Arguably, the most instructive book since the recession - This Time Is Different - has analyzed the history of financial meltdowns going back to the 14th century. What U.S. economists Carmen Reinhart and Kenneth Rogoff discovered explains much of what the world faces today.

In a nutshell, they found that financial meltdowns are the worst kind of recession. They produce immense levels of debt, raise unemployment and shrink output. Recovering from them is very hard, and takes a long time.

"These crises have a deep and lasting effect on asset prices, output and employment," Profs. Reinhart and Rogoff wrote. Unemployment and housing price declines go on for five or six years; government debt explodes. Getting that debt under control is difficult, to say the least. In half of the financial meltdowns since the Second World War, recoveries were aborted by double-dip recessions. Is that where we're headed? The experts say no, but …

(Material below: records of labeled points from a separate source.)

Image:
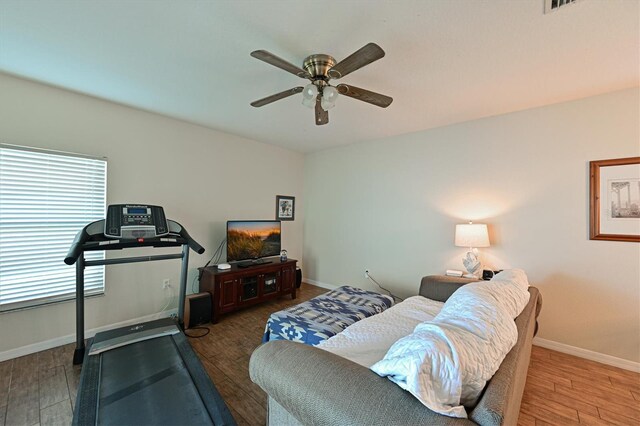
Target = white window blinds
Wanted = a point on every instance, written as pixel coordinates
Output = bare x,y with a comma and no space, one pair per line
45,199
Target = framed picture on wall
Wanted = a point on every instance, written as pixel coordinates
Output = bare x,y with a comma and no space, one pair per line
615,199
285,207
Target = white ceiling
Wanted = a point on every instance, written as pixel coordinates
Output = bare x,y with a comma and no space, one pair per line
447,61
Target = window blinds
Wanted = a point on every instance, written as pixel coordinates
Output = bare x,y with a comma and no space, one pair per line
45,199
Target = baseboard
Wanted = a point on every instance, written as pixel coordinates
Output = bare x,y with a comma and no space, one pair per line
63,340
587,354
320,284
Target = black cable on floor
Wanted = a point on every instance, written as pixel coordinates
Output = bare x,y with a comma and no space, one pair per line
197,336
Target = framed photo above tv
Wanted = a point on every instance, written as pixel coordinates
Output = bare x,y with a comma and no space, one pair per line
614,199
285,207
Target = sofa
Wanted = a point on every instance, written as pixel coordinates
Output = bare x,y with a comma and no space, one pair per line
310,386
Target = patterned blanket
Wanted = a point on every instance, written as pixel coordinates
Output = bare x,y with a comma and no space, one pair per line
324,316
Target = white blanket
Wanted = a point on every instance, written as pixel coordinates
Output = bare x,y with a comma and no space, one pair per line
446,362
368,340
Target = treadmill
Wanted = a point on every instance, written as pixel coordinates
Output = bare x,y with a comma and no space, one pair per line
147,373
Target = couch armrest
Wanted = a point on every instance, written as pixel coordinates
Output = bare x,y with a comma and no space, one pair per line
441,287
320,388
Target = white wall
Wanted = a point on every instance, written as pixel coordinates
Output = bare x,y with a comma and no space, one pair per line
391,206
202,178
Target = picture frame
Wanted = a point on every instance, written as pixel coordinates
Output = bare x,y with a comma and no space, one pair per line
285,207
614,199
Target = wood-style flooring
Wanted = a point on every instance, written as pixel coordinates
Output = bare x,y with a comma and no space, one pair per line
561,389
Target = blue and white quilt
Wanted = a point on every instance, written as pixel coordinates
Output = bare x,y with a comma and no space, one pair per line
324,316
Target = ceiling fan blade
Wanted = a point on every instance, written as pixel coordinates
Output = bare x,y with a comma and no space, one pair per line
272,59
369,53
277,97
365,95
322,116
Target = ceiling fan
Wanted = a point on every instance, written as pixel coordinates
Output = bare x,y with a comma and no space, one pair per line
320,69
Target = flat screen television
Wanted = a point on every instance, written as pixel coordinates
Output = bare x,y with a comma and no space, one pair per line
252,239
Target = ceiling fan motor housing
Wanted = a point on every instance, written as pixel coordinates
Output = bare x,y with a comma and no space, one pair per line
318,66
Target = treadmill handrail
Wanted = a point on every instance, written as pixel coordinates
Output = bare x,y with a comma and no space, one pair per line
76,248
94,229
193,244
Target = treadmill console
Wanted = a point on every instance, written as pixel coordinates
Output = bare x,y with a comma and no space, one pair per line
135,221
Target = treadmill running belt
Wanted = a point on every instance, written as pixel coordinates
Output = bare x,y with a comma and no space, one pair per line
148,383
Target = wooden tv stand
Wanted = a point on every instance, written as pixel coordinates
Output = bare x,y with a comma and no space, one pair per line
237,288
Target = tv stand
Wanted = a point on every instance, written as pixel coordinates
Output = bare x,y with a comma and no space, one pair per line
237,288
249,263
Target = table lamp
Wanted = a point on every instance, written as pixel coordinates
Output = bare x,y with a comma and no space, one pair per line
472,235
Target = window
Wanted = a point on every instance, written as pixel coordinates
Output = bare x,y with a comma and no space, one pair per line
45,199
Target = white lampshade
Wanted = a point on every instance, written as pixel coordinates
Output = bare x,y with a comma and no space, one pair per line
309,95
329,96
472,235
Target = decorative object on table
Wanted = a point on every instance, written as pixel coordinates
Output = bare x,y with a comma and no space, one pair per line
453,273
472,235
319,69
614,199
285,207
487,274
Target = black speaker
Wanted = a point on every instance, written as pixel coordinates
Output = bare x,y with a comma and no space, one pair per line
197,309
298,277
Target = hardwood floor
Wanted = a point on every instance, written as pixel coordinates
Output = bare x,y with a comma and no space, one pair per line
561,389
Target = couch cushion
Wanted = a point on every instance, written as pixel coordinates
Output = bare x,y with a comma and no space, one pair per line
445,363
324,316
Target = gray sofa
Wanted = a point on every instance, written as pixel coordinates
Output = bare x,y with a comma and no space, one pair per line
310,386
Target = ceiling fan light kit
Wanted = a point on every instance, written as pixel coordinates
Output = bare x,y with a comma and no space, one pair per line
320,69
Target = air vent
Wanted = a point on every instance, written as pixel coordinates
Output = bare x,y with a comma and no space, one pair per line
553,5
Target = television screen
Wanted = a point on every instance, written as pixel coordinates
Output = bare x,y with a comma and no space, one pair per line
252,239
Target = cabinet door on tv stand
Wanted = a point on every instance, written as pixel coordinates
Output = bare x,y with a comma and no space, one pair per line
228,298
270,283
248,288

Government and economic experts can study all the data available. But, the authors warned, "economic theory tells us that it is precisely the fickle nature of confidence, including its dependence on the public's expectation of future events, that makes it so difficult to predict the timing of debt crises."

The timing of trouble, then, is hard to predict. The failure to get the latest recession's timing right augments the nervousness about where the economy is heading. If so many "experts" got so many things wrong before, why should we believe them now?

Last year, economists were predicting a steady recovery in 2011. But the first half's growth in North America and Europe has been lower than predicted.

Interest rates will be going up. But when and by how much, and what's the impact on the debts built up by governments and individuals? At some point, said the Bank for International Settlements in Basel last week, growth is going to slow further and interest rates are going to rise.

This combination would seem like a recipe for higher unemployment. But how can politicians in high-unemployment countries such as the United States, France or Britain accept even higher levels of joblessness without suffering politically?

Central banks have used record-low interest rates to stimulate economic activity. These rates have certainly helped, but they've also encouraged people to borrow more. What happens to that borrowing repayment when rates rise? What happens to government debts? Germany and France are headed to debt-to-GDP ratios of 80 per cent to 90 per cent, the U.S. to somewhere near 100 per cent. The U.S. debt-to-GDP ratio will soon be at its highest since 1945.

Canada's situation is better, to be sure. Along with Australia and Germany, Canada is less burdened by deficits than the other major industrial countries. But if we put Canada's federal deficit together with the provincial ones, and then add the debt they've accumulated during the recession with consumer debt, it's no wonder the Bank of Canada is worried about the national debt situation.

With the U.S. economy slowing - the housing market remains bad, among other signs of weakness - and the country's political system incapable of grappling with its deficit/debt mega-challenge, Canada's biggest trading partner is going to be an ocean of uncertainty for years to come. And Canada simply can't grow appreciably faster than its largest customer.

Canadian governments won't be adding stimulus to the economy, as they did during and immediately after the recession. Most of them will be cutting back for the next few years as they try to restore their battered finances.

That's what the Reinhart/Rogoff analysis suggests: that returning debt to pre-crisis levels takes three to seven years. In other words, Canadians have barely begun. And once begun, the cleanup takes a very long time, is subject to international uncertainties, and can be expected to be opposed by all sorts of domestic groups and political parties.